UW Digital ID (One-Time Password) - Locked / Disabled OTP Token

This document summarizes the process to unlock / enable a locked OTP device.

Locked / Disabled OTP Token

An OTP token can be disabled if the customer has incorrectly tried to authenticate with their OTP token ten (10) times. If this is the case, you will typically see the following message when you try to authenticate with your OTP token:

Operation not allowed in current state of credential.

To unlock and reenable your OTP token, you will need to visit a Local Registration Authority (LRA) to get credentialed and unlock your OTP token. Please refer to this KB document for credentialing instructions and where to find your LRA: 33434

While your regular OTP token will not work, you can still request a contingency code. Please refer to this KB for requesting contingency codes: 32898

LRA Instructions

  1. Navigate to https://uwdigitalid.wisconsin.edu and log in with your institutional credentials.

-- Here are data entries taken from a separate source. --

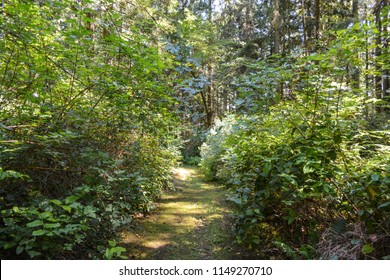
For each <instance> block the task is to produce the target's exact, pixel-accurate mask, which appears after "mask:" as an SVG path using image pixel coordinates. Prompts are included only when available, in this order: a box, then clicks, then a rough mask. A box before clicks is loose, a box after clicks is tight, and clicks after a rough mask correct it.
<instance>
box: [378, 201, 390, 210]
mask: <svg viewBox="0 0 390 280" xmlns="http://www.w3.org/2000/svg"><path fill="white" fill-rule="evenodd" d="M388 206H390V201H388V202H385V203H383V204H381V205H379V206H378V209H382V208H387V207H388Z"/></svg>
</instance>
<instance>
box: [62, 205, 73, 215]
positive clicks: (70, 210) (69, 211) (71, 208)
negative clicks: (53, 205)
mask: <svg viewBox="0 0 390 280" xmlns="http://www.w3.org/2000/svg"><path fill="white" fill-rule="evenodd" d="M61 207H62V208H63V209H64V210H65V211H68V212H69V213H70V212H71V211H72V208H70V207H69V206H67V205H62V206H61Z"/></svg>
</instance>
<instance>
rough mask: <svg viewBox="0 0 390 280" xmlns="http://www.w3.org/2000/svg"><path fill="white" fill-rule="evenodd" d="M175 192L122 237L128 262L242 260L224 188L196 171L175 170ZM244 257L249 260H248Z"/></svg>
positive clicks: (138, 219)
mask: <svg viewBox="0 0 390 280" xmlns="http://www.w3.org/2000/svg"><path fill="white" fill-rule="evenodd" d="M174 185H175V189H176V190H171V191H166V192H165V193H164V195H163V197H162V199H161V200H160V201H159V203H158V204H157V209H156V210H155V211H154V212H153V213H152V214H151V215H149V216H147V217H145V218H144V217H140V218H139V219H137V220H136V222H135V224H134V225H132V226H131V228H129V229H126V230H124V231H123V232H122V234H121V237H122V242H121V244H120V246H123V247H125V248H126V250H127V253H126V254H127V257H128V258H129V259H154V260H169V259H171V260H172V259H174V260H196V259H198V260H208V259H210V260H213V259H214V260H218V259H219V260H224V259H241V258H243V256H242V255H241V252H240V250H237V248H235V246H234V242H233V240H234V238H233V236H232V235H231V232H232V231H231V227H232V223H231V219H230V218H229V217H230V212H229V211H230V210H228V207H227V205H226V203H227V202H226V190H225V189H224V188H223V186H221V185H218V184H215V183H210V182H207V181H206V180H205V179H204V178H203V176H202V175H200V173H199V172H198V170H197V169H196V168H188V167H186V168H184V167H180V168H177V169H175V171H174ZM244 258H245V257H244Z"/></svg>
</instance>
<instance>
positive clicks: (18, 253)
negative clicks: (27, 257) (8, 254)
mask: <svg viewBox="0 0 390 280" xmlns="http://www.w3.org/2000/svg"><path fill="white" fill-rule="evenodd" d="M23 251H24V247H23V246H18V248H16V254H17V255H20V254H21V253H23Z"/></svg>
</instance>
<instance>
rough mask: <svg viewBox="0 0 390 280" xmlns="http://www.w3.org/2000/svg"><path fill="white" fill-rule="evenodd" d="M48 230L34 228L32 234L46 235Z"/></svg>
mask: <svg viewBox="0 0 390 280" xmlns="http://www.w3.org/2000/svg"><path fill="white" fill-rule="evenodd" d="M46 232H47V231H46V230H43V229H38V230H34V231H33V233H32V235H33V236H41V235H44V234H45V233H46Z"/></svg>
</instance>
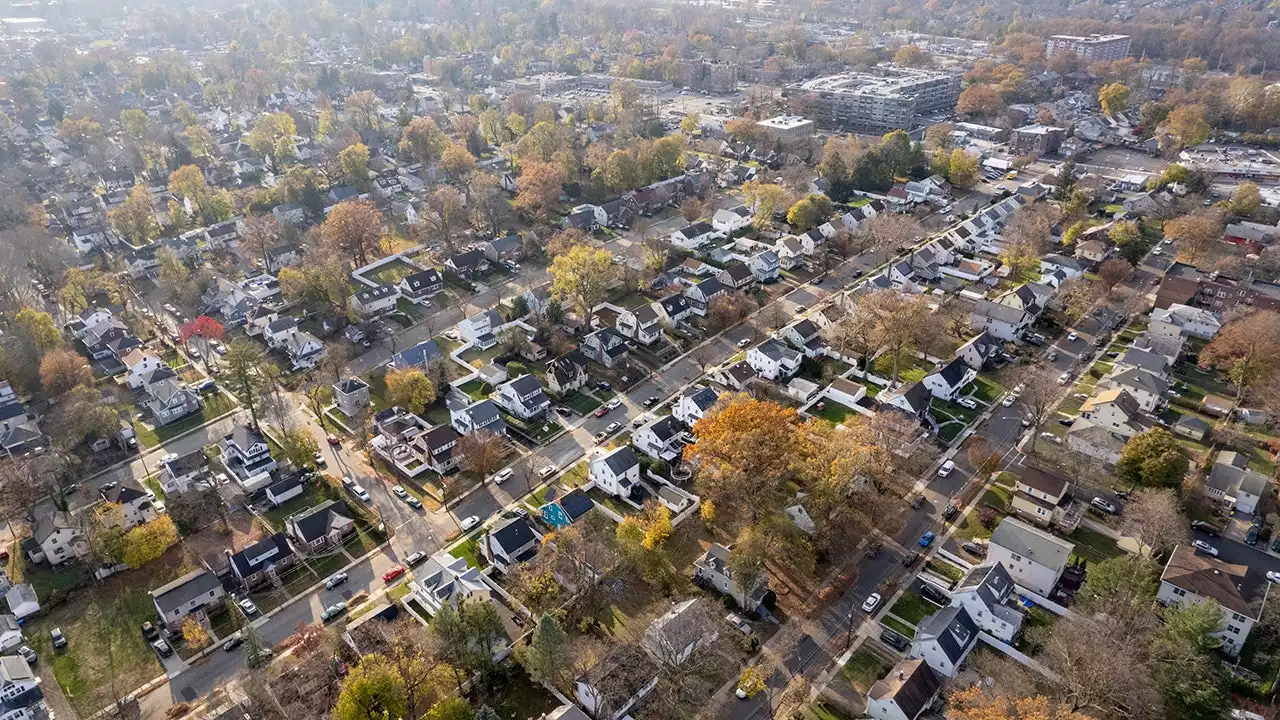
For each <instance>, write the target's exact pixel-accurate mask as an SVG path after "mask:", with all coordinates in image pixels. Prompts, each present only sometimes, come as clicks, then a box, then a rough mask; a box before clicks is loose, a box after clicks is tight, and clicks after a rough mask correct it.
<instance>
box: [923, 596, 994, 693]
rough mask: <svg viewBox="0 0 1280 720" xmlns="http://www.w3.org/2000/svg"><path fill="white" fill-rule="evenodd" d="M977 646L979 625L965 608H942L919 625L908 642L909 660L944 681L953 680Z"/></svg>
mask: <svg viewBox="0 0 1280 720" xmlns="http://www.w3.org/2000/svg"><path fill="white" fill-rule="evenodd" d="M977 644H978V624H977V623H974V621H973V618H970V616H969V611H968V610H965V609H964V607H960V606H956V605H952V606H950V607H943V609H942V610H938V611H937V612H934V614H933V615H929V616H928V618H925V619H924V620H922V621H920V624H919V625H916V628H915V638H913V639H911V652H910V657H911V659H913V660H924V662H925V664H927V665H928V666H929V669H932V670H933V671H934V673H937V674H938V675H940V676H943V678H955V676H956V674H959V673H960V665H961V664H963V662H964V661H965V659H966V657H969V653H970V652H972V651H973V648H974V646H977Z"/></svg>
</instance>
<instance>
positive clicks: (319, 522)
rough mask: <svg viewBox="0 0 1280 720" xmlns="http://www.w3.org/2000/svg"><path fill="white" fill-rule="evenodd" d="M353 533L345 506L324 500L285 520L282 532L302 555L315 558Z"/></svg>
mask: <svg viewBox="0 0 1280 720" xmlns="http://www.w3.org/2000/svg"><path fill="white" fill-rule="evenodd" d="M355 530H356V521H355V520H352V519H351V514H349V511H348V510H347V505H346V503H344V502H342V501H338V500H326V501H324V502H321V503H320V505H316V506H314V507H308V509H306V510H302V511H298V512H296V514H293V515H289V516H288V518H285V519H284V532H287V533H288V534H289V538H291V539H292V541H293V542H294V544H296V546H297V548H298V550H300V551H301V552H302V553H303V555H316V553H319V552H324V551H326V550H330V548H334V547H337V546H340V544H342V541H343V539H344V538H346V537H347V536H349V534H351V533H353V532H355Z"/></svg>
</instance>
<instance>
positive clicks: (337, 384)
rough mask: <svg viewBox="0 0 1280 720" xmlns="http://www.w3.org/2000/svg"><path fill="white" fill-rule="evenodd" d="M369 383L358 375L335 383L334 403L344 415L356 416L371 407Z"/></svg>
mask: <svg viewBox="0 0 1280 720" xmlns="http://www.w3.org/2000/svg"><path fill="white" fill-rule="evenodd" d="M369 402H370V401H369V383H366V382H365V380H362V379H360V378H357V377H356V375H352V377H349V378H347V379H344V380H342V382H340V383H333V404H334V405H337V406H338V410H340V411H342V414H343V415H346V416H348V418H355V416H356V415H360V414H361V413H362V411H364V410H365V407H369Z"/></svg>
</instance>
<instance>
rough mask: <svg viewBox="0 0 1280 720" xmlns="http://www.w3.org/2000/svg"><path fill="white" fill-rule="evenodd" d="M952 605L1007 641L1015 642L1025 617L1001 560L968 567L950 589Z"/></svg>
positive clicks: (992, 633) (1023, 611)
mask: <svg viewBox="0 0 1280 720" xmlns="http://www.w3.org/2000/svg"><path fill="white" fill-rule="evenodd" d="M951 605H952V606H954V607H964V610H965V612H968V614H969V618H972V619H973V621H974V624H975V625H978V629H980V630H983V632H986V633H989V634H991V635H992V637H995V638H996V639H1000V641H1004V642H1006V643H1009V644H1012V643H1014V639H1015V638H1016V637H1018V633H1019V632H1021V628H1023V621H1024V620H1025V619H1027V614H1025V612H1024V611H1023V610H1021V609H1019V607H1018V597H1016V594H1015V593H1014V578H1012V577H1011V575H1010V574H1009V570H1005V566H1004V565H1001V564H1000V562H987V564H983V565H978V566H977V568H970V569H969V571H968V573H965V577H964V578H963V579H961V580H960V584H957V585H956V587H955V589H952V591H951Z"/></svg>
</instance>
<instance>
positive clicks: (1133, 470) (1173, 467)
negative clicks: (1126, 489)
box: [1116, 428, 1190, 487]
mask: <svg viewBox="0 0 1280 720" xmlns="http://www.w3.org/2000/svg"><path fill="white" fill-rule="evenodd" d="M1189 466H1190V465H1189V462H1188V460H1187V455H1185V454H1184V452H1183V448H1181V446H1179V445H1178V442H1176V441H1175V439H1174V436H1172V434H1170V432H1169V430H1166V429H1164V428H1151V429H1149V430H1146V432H1142V433H1138V434H1135V436H1133V437H1132V438H1129V441H1128V442H1125V443H1124V448H1123V450H1121V451H1120V461H1119V462H1116V477H1117V478H1119V479H1120V480H1123V482H1126V483H1130V484H1135V486H1139V484H1140V486H1147V487H1178V486H1179V484H1181V482H1183V478H1184V477H1185V475H1187V470H1188V469H1189Z"/></svg>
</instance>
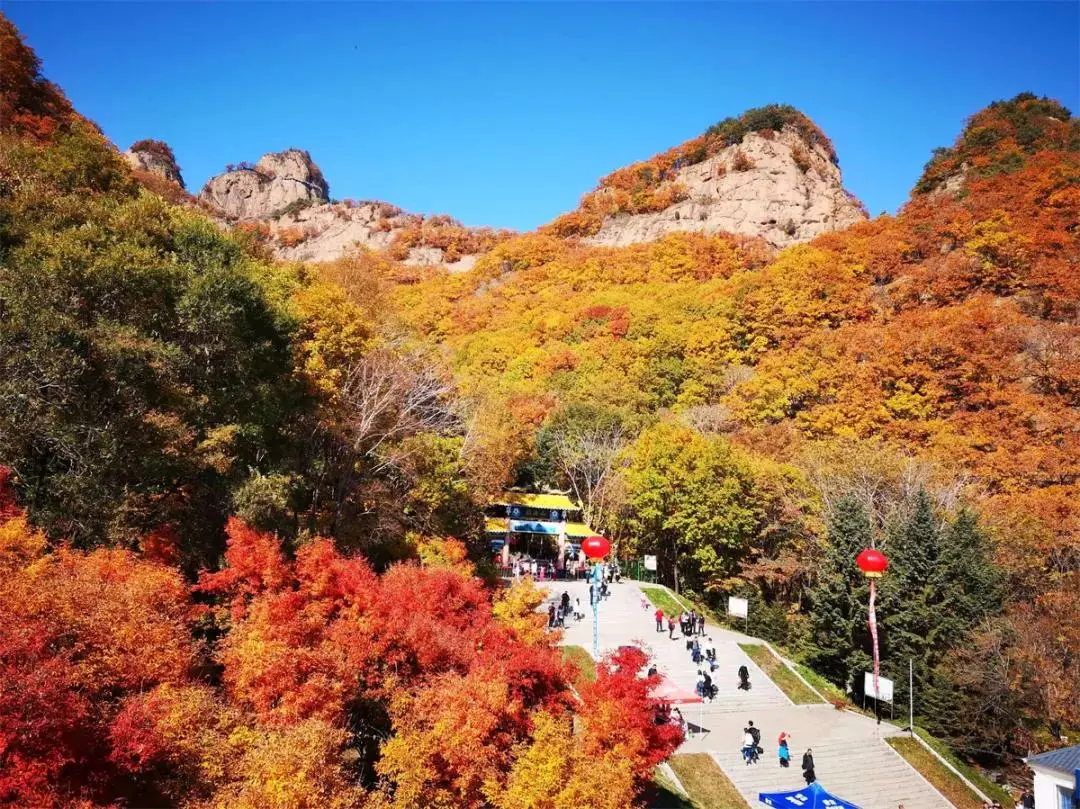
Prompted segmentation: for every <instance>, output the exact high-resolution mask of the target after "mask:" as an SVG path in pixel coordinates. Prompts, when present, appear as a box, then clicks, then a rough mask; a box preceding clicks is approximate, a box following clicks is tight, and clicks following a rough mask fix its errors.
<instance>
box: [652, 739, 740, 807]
mask: <svg viewBox="0 0 1080 809" xmlns="http://www.w3.org/2000/svg"><path fill="white" fill-rule="evenodd" d="M667 764H670V765H671V766H672V769H673V770H675V774H676V776H678V780H679V781H681V782H683V786H684V787H686V791H687V793H688V794H689V795H690V806H692V807H694V809H750V808H748V805H747V804H746V801H745V800H744V799H743V796H742V795H740V794H739V791H738V790H737V788H735V785H734V784H733V783H731V781H730V780H729V779H728V777H727V776H725V774H724V770H721V769H720V768H719V767H717V766H716V761H714V760H713V757H712V756H711V755H708V754H707V753H686V754H683V755H678V756H672V757H671V758H670V759H669V761H667ZM676 806H678V805H676ZM683 806H686V804H685V803H684V804H683Z"/></svg>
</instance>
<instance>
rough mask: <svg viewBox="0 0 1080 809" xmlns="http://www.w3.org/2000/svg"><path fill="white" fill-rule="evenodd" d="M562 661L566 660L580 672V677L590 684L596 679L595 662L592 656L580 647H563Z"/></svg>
mask: <svg viewBox="0 0 1080 809" xmlns="http://www.w3.org/2000/svg"><path fill="white" fill-rule="evenodd" d="M563 659H564V660H568V661H569V662H571V663H573V664H575V665H576V666H578V669H579V670H581V676H582V677H584V678H585V679H588V680H589V682H590V683H592V682H593V680H594V679H596V661H594V660H593V656H592V655H590V653H589V652H588V651H586V650H585V649H583V648H582V647H580V646H564V647H563Z"/></svg>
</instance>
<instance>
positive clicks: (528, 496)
mask: <svg viewBox="0 0 1080 809" xmlns="http://www.w3.org/2000/svg"><path fill="white" fill-rule="evenodd" d="M494 502H495V504H496V505H525V507H527V508H531V509H567V510H569V511H580V509H581V507H580V505H578V504H577V503H576V502H573V500H571V499H570V498H569V497H567V496H566V495H534V494H530V493H528V491H503V493H502V494H501V495H499V497H497V498H496V499H495V501H494Z"/></svg>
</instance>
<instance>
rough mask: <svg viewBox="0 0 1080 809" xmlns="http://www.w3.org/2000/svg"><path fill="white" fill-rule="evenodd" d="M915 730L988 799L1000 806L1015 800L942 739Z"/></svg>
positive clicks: (1002, 788) (921, 730) (926, 733)
mask: <svg viewBox="0 0 1080 809" xmlns="http://www.w3.org/2000/svg"><path fill="white" fill-rule="evenodd" d="M915 732H916V733H918V734H919V738H920V739H921V740H922V741H924V742H926V743H927V744H929V745H930V746H931V747H933V749H934V751H935V752H936V753H937V754H939V755H940V756H941V757H942V758H944V759H945V760H946V761H948V763H949V764H950V765H953V766H954V767H956V768H957V769H958V770H960V772H962V773H963V777H964V778H966V779H968V780H969V781H971V783H973V784H974V785H975V786H977V787H978V788H980V790H982V791H983V792H984V793H986V796H987V797H988V798H990V800H997V801H998V803H999V804H1001V806H1012V805H1013V804H1014V803H1015V800H1014V799H1013V797H1012V796H1011V795H1010V794H1009V792H1008V791H1005V790H1003V788H1002V787H1001V786H999V785H998V784H996V783H994V782H993V781H990V779H988V778H987V777H986V776H984V774H983V773H982V772H980V771H978V770H977V769H975V768H974V767H972V766H971V765H970V764H967V763H964V761H962V760H961V759H960V758H959V757H958V756H957V755H956V753H954V752H953V751H951V750H950V749H949V746H948V745H947V744H945V743H944V742H942V741H939V740H937V739H934V738H933V737H932V736H930V733H928V732H927V731H926V730H923V729H922V728H916V729H915Z"/></svg>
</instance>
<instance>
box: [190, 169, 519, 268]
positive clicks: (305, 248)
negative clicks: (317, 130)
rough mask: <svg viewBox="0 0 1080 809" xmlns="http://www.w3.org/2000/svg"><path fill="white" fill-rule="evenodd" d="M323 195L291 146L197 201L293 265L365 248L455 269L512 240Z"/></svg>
mask: <svg viewBox="0 0 1080 809" xmlns="http://www.w3.org/2000/svg"><path fill="white" fill-rule="evenodd" d="M328 191H329V187H328V185H327V184H326V180H325V179H324V178H323V174H322V172H321V171H320V170H319V166H316V165H315V163H314V162H313V161H312V160H311V156H310V154H308V152H306V151H301V150H300V149H288V150H286V151H283V152H273V153H270V154H265V156H262V158H261V159H260V160H259V162H258V163H256V164H255V165H249V164H245V163H241V164H240V165H239V166H237V167H230V170H229V171H227V172H226V173H225V174H220V175H218V176H216V177H213V178H212V179H211V180H210V181H208V183H206V185H205V186H204V187H203V190H202V192H201V193H200V194H199V200H200V202H202V203H203V204H204V205H206V206H207V207H208V208H210V210H212V211H216V212H217V213H218V214H219V216H220V217H221V218H222V219H225V221H226V223H229V224H232V225H240V224H243V225H244V226H245V227H255V228H257V229H258V230H259V232H260V233H261V235H262V237H264V238H265V240H266V242H267V243H268V244H269V246H270V247H271V248H272V250H273V252H274V253H275V254H276V255H278V256H279V257H280V258H283V259H286V260H291V261H332V260H334V259H336V258H340V257H341V256H343V255H346V254H348V253H350V252H353V251H356V250H357V248H366V250H374V251H386V252H387V253H388V254H389V255H391V256H392V257H393V258H395V259H397V260H400V261H404V262H405V264H409V265H444V266H446V267H447V268H448V269H449V270H451V271H455V272H460V271H464V270H468V269H469V268H471V267H472V265H473V262H474V261H475V260H476V257H477V255H480V253H483V252H485V251H487V250H490V248H491V247H492V246H495V244H497V243H498V242H499V241H501V240H502V239H505V238H508V237H509V235H510V233H509V232H507V231H494V230H491V229H490V228H465V227H463V226H462V225H461V224H460V223H457V221H455V220H454V219H450V218H449V217H446V216H433V217H424V216H419V215H415V214H407V213H405V212H403V211H401V210H400V208H397V207H395V206H393V205H389V204H387V203H383V202H354V201H352V200H346V201H343V202H332V201H329V195H328Z"/></svg>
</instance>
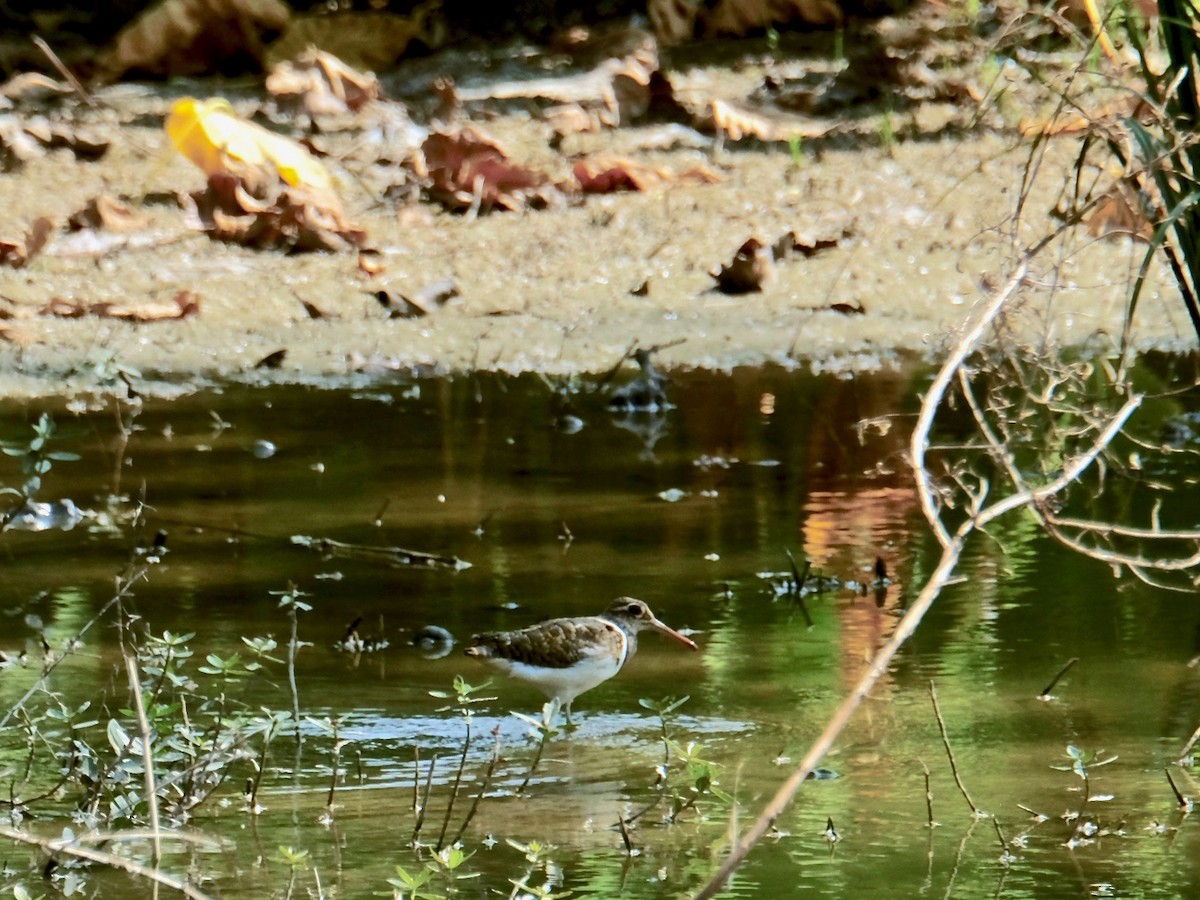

    If you experience problems logging into this page, please refer to the following KB document: 13942

  2. When prompted to, enter your OTP code to finish logging in.

  3. Search for the customer's request by entering the customer's name into the Name field and selecting the "Completed" status.

  4. Select the customer's OTP request.

  5. Credential the customer as described in this KB document: 68615

  6. Click Unlock Device in the Available Actions panel.

  7. Generate an OTP code on the device.

    • Hardware Token (Key Fob): Press the gray button on the token.

    • Software Token (Smartphone App): Open the application on the phone and you should see the OTP code on the screen.

  8. Enter the six-digit one-time password into the One Time Password box.

  9. Enter the code generated by the token Click Unlock.

  10. Once you see Device has been unlocked!, the customer can once again use the OTP token to authenticate to protected systems.